In quest’ottica, la Dinamo sta iniziando per i sardi ad assumere un ruolo simile, le sue vittorie potrebbero contribuire a spazzare via quell’alone da ultimi della classe, da passivi e quindi da sconfitti che, per quanto sia infondato storicamente visto che di battaglie ne abbiamo vinte non poche in passato, ai sardi (non a tutti ovviamente) piace portarsi addosso.
La squadra di basket sassarese è un perfetto esempio di come dovrebbe essere la Sardegna futura, vivace e sfacciata, leggera e veloce come un vascello di corsari, senza timori riverenziali nei confronti delle grandi potenze. Nessuno come la Dinamo rappresenta esattamente la nuova generazione di sardi che, a differenza della classe politica che li governa da sempre, non soffrono di inferiorità psicologiche ma esprimono una moderna forma di Balentia ( nessuno si senta offeso se uso questo termine nobile), con braccia valorose che sparano proiettili da tre punti e coltelli che tagliano come il burro le difese avversarie. E poi Sassari non si limita a cercare la classica e scontata “ribalta nazionale” limitandosi a sfidare gli squadroni italiani; la Dinamo quest’anno è andata in Europa, proprio come in Europa dovrebbe andarci più spesso la Sardegna, e non è un caso che nell’esperienza in Eurocup, la società abbia deciso di cambiare il nome in “Dinamo Sardegna”, una mossa perfetta che assume significati inequivocabili e premia anche chi si sobbarca lunghe trasferte da tutta l’isola per poter assistere in prima persona, in un palazzetto sempre sold-out, alle imprese di questi eroi dei nostri tempi.

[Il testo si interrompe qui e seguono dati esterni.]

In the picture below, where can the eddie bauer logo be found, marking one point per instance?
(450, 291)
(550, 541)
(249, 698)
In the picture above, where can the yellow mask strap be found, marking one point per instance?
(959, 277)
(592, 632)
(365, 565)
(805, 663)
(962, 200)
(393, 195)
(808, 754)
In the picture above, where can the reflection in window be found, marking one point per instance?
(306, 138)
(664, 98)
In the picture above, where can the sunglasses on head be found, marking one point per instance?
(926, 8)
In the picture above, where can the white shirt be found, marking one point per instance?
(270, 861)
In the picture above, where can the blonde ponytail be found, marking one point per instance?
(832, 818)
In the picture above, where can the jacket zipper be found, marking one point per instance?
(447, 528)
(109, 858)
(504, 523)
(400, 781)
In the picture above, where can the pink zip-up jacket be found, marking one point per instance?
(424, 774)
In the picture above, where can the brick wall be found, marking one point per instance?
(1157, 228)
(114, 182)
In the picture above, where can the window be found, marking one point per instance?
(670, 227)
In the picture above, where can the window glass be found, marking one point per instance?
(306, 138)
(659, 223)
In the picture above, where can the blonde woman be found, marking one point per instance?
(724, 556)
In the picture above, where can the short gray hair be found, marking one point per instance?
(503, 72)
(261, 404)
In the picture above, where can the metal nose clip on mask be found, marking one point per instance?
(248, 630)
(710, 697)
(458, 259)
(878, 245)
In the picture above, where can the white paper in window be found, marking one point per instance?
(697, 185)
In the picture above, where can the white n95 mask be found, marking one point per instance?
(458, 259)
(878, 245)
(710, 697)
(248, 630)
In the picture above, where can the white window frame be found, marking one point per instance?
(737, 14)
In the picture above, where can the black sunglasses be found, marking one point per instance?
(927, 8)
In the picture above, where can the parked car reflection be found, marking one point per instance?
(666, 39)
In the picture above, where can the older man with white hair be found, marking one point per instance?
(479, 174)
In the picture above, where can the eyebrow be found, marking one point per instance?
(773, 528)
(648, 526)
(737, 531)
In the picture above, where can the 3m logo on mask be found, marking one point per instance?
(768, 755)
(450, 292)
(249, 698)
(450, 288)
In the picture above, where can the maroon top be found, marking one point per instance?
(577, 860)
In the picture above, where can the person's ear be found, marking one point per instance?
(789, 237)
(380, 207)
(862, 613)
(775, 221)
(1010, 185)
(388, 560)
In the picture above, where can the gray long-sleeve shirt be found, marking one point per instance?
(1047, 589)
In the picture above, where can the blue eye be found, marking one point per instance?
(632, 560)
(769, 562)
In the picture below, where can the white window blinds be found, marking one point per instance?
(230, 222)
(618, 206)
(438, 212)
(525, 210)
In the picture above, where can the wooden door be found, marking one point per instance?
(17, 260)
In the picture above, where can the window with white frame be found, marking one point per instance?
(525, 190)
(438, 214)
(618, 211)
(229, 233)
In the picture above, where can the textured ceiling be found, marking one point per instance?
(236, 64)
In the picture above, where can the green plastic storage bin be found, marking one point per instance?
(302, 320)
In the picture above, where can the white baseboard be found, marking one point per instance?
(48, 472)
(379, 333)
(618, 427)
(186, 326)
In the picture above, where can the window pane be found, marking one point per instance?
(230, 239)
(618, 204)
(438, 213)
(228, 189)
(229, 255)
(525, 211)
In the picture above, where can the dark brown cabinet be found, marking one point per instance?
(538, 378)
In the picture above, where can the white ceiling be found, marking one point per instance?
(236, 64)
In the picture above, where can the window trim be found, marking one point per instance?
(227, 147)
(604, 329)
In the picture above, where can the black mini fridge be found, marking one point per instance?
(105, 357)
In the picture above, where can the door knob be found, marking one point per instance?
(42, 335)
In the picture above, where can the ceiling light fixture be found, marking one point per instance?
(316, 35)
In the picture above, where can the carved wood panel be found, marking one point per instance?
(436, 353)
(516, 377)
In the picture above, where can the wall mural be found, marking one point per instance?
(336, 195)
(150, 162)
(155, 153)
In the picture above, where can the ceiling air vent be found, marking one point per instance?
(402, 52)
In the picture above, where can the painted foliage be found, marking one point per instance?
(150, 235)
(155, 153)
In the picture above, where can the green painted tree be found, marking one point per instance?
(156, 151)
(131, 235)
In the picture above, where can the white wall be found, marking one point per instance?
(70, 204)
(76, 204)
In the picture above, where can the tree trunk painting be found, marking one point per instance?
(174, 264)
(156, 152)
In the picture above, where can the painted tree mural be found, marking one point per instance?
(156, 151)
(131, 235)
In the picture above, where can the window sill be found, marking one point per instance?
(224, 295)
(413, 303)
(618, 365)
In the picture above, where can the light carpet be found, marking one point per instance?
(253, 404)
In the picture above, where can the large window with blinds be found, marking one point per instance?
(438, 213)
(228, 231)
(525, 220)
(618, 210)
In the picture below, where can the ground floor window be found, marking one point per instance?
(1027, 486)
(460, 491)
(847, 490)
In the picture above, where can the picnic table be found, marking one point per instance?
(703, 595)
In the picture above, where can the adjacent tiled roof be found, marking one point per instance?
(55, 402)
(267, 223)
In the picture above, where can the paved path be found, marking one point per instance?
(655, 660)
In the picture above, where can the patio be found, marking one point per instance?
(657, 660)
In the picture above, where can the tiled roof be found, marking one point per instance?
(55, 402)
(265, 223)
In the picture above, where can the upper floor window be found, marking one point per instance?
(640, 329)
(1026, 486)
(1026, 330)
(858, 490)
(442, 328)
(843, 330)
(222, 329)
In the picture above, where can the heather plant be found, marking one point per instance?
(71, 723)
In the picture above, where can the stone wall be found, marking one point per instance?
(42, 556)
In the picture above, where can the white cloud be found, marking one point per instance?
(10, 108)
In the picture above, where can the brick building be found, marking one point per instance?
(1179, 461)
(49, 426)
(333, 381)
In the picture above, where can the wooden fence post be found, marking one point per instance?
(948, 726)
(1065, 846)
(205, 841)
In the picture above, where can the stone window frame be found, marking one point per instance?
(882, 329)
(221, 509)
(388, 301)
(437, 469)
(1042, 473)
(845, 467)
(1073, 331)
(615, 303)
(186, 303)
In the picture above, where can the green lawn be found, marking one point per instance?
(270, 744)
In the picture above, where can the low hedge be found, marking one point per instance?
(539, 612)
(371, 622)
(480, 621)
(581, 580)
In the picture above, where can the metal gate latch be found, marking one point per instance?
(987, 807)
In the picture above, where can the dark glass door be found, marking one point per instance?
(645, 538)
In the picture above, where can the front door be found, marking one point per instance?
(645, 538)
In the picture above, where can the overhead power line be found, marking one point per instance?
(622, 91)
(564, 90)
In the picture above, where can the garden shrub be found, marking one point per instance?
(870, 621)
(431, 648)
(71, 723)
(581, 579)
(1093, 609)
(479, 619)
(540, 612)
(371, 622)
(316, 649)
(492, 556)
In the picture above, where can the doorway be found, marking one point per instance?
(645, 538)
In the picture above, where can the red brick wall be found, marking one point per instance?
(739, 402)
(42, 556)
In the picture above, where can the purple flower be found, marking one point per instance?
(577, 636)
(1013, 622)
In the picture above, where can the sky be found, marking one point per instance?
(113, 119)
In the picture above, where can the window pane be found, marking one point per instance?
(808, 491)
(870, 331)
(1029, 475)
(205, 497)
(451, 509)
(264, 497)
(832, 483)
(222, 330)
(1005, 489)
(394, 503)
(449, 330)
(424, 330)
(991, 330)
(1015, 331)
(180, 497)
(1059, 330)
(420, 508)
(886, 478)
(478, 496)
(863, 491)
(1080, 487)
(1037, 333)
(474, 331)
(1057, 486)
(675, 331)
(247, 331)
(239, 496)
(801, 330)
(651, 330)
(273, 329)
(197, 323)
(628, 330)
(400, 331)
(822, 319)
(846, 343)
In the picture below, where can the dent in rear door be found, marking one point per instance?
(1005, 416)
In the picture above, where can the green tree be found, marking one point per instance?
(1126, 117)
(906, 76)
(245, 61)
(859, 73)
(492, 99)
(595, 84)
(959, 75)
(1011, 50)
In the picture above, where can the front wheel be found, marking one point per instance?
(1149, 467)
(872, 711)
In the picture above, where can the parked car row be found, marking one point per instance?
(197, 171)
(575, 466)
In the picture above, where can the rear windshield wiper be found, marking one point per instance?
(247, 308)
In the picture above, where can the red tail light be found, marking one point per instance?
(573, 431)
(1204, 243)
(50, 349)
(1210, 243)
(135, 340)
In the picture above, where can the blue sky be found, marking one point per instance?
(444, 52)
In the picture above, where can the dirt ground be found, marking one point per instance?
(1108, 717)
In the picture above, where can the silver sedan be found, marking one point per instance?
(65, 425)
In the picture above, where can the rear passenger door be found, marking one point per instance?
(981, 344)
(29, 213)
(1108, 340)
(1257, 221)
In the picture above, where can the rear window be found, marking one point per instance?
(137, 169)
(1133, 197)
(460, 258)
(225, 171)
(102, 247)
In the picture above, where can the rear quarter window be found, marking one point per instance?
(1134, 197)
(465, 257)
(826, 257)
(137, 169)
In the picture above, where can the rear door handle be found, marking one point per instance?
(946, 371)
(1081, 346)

Siamo abituati a un’isola in cui i sardi troppo spesso si sono accontentati di un ruolo da comprimari, assunti da “padroni forestieri”, operai nelle grandi imprese dei Moratti e dei Rovelli, camerieri nei lussuosi ristoranti degli Aga Khan e dei Briatore, minoranza nei consigli di amministrazione di quelle che dovrebbero essere le nostre banche (vedi il recentissimo caso delle nomine esterne proprio al Banco di Sardegna), o peggio ancora politici locali inginocchiati a riverire il segretario di turno nei suoi viaggi elettorali nell’isola. La Dinamo ribalta anche questo concetto. La preparazione, la serietà, l’ambizione e le capacità di un gruppo dirigente sardo sono stati il motore di questo progetto. Testa isolana e braccia forestiere. Giganti stranieri dal cuore tenero, le lacrime dopo gara 7 mostrano un vero attaccamento, che arrivano dagli Stati Uniti, dalla Slovenia, dall’Italia e dalla Polonia e che qua hanno trovato una situazione ambientale ottimale. Vincono sorridendo, sorridono vincendo.
Per questi motivi la stagione può considerarsi comunque un grande successo. A volte il successo è una questione di centimetri, ma noi sardi abbiamo già dimostrato di avere l’altezza giusta per poter primeggiare nello sport dei giganti.